The tools seems to confuse you rather than help you... in a very similar fashion to Notetab.
I'm regretting the 24 meg download, so needless to say i won't be buying the product ;)
Out of all the editors i've evaluated so far, UltraEdit 32 is by far the best. Multiedit is still on my list though :P
Alex
DW is great just to set up your layout and play at being a designer (thanks for the tips knighty but I have been using DW for a while now;)). But it's pretty poor when it comes down to the harder stuff - I'm sure macromedia are aware of this and that's why they still package it with HomeSite.
I use DW for HTML, JS and CSS and yes the layout is a little strange but you do get used to it. As for the text layout colours etc. you can change these setting to what ever you want.
If you are doing Perl etc then yeah DW probbably isnt for you.
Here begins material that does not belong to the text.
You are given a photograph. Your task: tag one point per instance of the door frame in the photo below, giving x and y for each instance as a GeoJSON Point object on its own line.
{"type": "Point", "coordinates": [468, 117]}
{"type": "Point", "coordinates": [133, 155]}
In terms or web management however it is unbeatable, I ve tried all the others Adobe Golive, Frontpage etc.
Anyways I'm gonna shut up now and get my commission from Macromedia ;)
I'm a big fan of DW. I was at their UK launch of v1, I have used v1,2,3 and now 4 :)
IMO
DW Strenghts:
- Excellent WYSIWYG
- Text editor for manual coding
- Basic java scripts and CSS
- Excellent Search & Replace (code, text... - site wide)
- Imports Flash (.swf) and other Macromedia stuff
DW Weaknesses:
- FTP loses connection v easily on 300k+ files (56k modem).
- Cant create php (anyone know of a php editor?)
- Shortens long title tags
- WYSIWIG editor adds unecessary font tags sometimes
- It seems to alter complex nested table widths from fixed size to % (sometimes).
DOES ANYONE KNOW OF A PHP EDITOR ??
However, I also find that EditPad (www.jgsoft.com) does a great job of simple text editing. Its extremely fast and has a bunch of features. The Lite version is free, or you can get the Pro version for a small amount of cash.
- ease of use
- syntax highlighting/autoindent for the languages you need
- other goodies (like call to external program).
The best I have seen so far are UktraEdit for the Win32 platform and (X)Emacs and vi(m) for the unixoid platforms. There's a windows port of XEmacs, but it breaks several "design rules" of Windows Programs.